With recent releases on John Zorn's Tzadik label among others, Luc Ferrari is enjoying a well deserved renaissance. After studies with Messiaen and formative visits to Darmstadt in the '50s, Ferrari (born Paris, 1929), with Pierre Schaeffer, was one of the co-founders of the Groupe de Recherches Musicales in 1959. In the sixties he worked with the Ensemble Instrumental de Musique Contemporaine de Paris and made the first French television documentaries on new music, between 1964-69, he taught in Cologne, Stockholm and Amiens. His pioneering electroacoustic music has evolved through installations to sound art and eventually to the hörspiel (radio play), making him one of the most unique and creative voices in music. This CD marks the first release in a series of Luc Ferrari's music on Mode Records.
The works on this disc show a combination of his musique concréte and instrumental styles. The point of departure for Chansons pour le corps was a series of spontaneous interviews with women on the subject of the female form, which Ferrari recorded in the Jardin du Luxembourg. It's a great image, a young woman out for a Sunday afternoon stroll approached by a man wondering if she might allow him to record her talking about various intimate parts of her body! The interviewees were invited to speak about their eyes, hands, breasts and sex, and those who accepted did so with extraordinary candor. Novelist and radio presenter Colette Fellous was then asked to write texts based on the tapes. These were set for soprano and ensemble and interspersed with extracts from the original interviews. Ferrari states: ".the interpretation of the Chansons could be very simple, in a voice without vibrato, paying special attention to the words and their meaning."

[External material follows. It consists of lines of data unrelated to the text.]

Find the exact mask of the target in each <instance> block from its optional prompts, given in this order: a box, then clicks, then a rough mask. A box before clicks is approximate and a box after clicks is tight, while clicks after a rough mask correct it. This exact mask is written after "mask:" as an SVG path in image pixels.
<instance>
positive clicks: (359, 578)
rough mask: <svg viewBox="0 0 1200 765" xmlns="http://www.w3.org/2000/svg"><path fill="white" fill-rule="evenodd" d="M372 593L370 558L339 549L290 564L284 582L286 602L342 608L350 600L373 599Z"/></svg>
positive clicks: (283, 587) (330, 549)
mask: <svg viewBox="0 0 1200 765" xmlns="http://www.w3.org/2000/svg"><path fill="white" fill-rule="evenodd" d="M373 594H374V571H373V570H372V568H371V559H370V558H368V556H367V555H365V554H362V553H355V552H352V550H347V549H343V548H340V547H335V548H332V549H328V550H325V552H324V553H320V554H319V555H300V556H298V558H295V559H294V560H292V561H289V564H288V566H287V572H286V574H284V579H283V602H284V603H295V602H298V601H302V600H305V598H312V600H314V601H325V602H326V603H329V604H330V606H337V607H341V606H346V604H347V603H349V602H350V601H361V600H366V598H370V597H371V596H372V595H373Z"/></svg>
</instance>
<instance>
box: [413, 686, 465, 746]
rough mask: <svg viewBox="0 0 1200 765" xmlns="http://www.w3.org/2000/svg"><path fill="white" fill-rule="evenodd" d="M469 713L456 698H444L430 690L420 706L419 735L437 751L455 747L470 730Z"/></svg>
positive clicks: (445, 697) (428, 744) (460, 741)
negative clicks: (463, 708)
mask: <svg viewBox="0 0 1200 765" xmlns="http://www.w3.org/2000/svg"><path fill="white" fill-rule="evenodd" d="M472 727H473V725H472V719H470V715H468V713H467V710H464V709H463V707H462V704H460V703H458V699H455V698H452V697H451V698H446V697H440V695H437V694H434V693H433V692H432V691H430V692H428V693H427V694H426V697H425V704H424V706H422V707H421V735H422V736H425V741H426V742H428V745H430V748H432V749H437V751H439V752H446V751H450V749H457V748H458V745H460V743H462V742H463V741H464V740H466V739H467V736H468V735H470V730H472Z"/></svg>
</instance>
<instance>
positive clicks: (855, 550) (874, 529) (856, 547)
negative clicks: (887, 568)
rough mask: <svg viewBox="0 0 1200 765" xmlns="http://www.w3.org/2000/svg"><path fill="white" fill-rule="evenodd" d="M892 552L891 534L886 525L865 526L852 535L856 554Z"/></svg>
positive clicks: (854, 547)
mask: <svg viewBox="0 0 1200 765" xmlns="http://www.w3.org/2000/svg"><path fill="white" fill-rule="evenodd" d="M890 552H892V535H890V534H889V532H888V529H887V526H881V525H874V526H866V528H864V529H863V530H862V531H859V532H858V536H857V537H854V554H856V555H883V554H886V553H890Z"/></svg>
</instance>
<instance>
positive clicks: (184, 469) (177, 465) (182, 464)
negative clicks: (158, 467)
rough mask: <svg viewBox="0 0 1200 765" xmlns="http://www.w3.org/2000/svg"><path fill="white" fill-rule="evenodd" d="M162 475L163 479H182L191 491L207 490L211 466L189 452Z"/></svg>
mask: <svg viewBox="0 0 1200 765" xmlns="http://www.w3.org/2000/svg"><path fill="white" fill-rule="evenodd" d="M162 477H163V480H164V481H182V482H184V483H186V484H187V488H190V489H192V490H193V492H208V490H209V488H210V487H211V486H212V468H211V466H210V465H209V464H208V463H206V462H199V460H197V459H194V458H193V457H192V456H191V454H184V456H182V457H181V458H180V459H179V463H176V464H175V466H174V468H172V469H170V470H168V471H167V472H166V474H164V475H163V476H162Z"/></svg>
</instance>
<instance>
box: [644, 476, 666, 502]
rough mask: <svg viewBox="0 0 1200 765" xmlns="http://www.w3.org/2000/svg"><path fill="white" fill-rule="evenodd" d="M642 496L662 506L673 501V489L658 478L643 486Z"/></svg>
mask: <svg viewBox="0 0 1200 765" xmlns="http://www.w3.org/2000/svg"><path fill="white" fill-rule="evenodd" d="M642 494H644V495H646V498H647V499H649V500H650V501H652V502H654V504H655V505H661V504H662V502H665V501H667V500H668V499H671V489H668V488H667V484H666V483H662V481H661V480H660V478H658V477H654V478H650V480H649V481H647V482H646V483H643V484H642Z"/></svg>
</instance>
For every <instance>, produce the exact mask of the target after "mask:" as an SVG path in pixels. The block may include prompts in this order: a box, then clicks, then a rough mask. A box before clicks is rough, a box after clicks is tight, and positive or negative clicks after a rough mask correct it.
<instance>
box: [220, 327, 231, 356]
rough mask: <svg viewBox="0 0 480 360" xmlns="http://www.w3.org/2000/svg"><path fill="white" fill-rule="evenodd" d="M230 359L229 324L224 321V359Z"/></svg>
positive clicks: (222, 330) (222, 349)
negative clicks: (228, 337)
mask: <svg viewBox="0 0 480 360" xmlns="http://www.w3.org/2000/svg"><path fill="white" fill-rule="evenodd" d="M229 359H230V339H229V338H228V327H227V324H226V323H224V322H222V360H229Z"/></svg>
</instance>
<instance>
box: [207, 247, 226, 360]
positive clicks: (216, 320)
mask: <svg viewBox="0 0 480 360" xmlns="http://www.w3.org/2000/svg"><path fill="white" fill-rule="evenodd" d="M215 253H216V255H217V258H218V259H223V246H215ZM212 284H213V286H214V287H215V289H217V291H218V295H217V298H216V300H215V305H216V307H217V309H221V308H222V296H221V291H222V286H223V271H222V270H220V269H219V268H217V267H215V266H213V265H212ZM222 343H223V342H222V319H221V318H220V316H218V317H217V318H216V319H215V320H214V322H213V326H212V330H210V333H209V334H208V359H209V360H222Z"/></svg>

Et si tout entiére maintenant, a "symphonic tale" for voice, orchestral sound, and tape is an extraordinary and unique work. The orchestral score was performed, recorded, and then treated electronically in Ferrari's studio; though the orchestra is never deformed beyond all recognition. This is incorporated into the piece along with authentic sounds of the Swedish icebreaker and its crew, and Fellous' spoken text. What results is typical Ferrari genre-blending, inhabiting a region somewhere between fact and fiction, documentary and poetry, orchestral and electronic music. The text can be at times straightforward, at times tantalizingly ambiguous -dare we imagine some sort of sexual intrigue between the woman and the captain as well as the pilot? Fellous juxtaposes first and third person narrative, direct and reported speech, in a manner analogous to Ferrari's masterly mix of composed music and recorded sound. Fellous says: ".(Ferrari) asked me to board the dream and tell him the story. So we set to work. He brought me sounds, I brought him texts. A rhythm was born. In such a way we tangled, untangled, mixed noises and words, fiction and reality, and from this came a symphonic tale whose sensual warmth tries to turn back the cold."